それを平等な不平等を押し付けた圧政の様に感じたが、悪目立ちの可能性を恐れて発言は控えた。


 そこからは地獄みたいな時間である。


 長い前髪の裏からそれを目撃したが…それはそれは、筆舌に尽くし難い、本当に酷い光景だった。

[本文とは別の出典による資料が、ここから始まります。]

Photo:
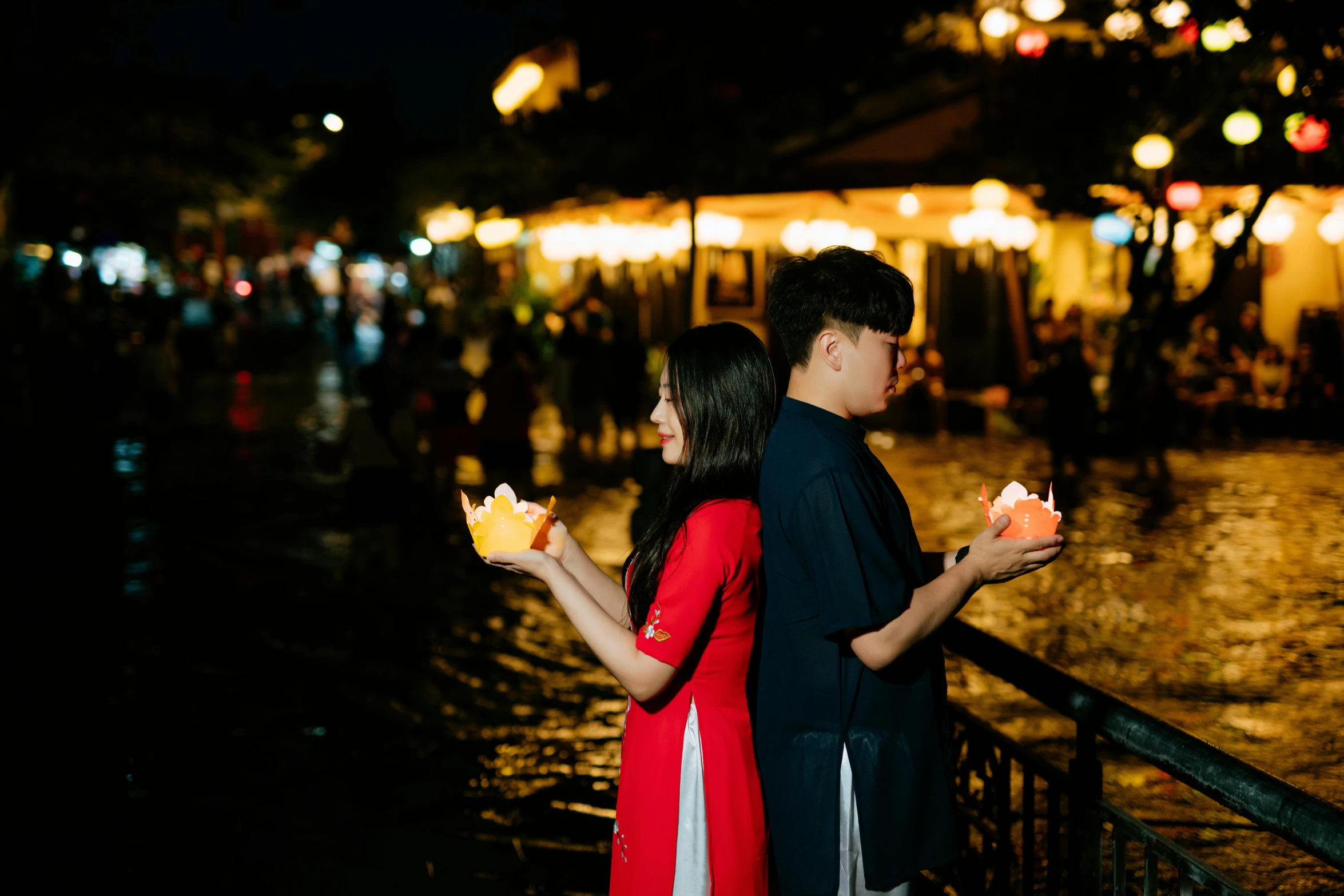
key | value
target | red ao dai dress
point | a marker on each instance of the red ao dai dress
(689, 813)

目も当てられない有様だった。


 教師が一人名前を口にする度、ポツリポツリと疎らに手が挙がる。

 普段仲良く見せている友人達の上辺が敢え無く崩落するのが見て取れる。


 或いは特定の個人を、犯人に仕立て上げ様とする恣意的な企みが容易に想像出来た。


 取り巻く信頼関係の脆さに慄く内に不人気投票が終わった。

 多数決で加害者に祀り上げられた第三者が確定したのだ。


 それが不良の中山君。

 哀れな被害者。


 勿論、教師はその名前を直接皆に伝えはしなかった。

 後で個別に呼び出すとだけ告げて学級裁判改め、論理無き哀れな民主主義は閉会の運びとなった。


 青ざめた表情の高橋さんをちらりと視界の端に収めながら僕は一人で帰路に着く。


 冬服の中のシャツ。

 その下に着込んだ彼女の体操着に僕の汗が滲む。


 僕と彼女、二人の体液が溶け合うのを感じながら熱気の残る教室を後にする。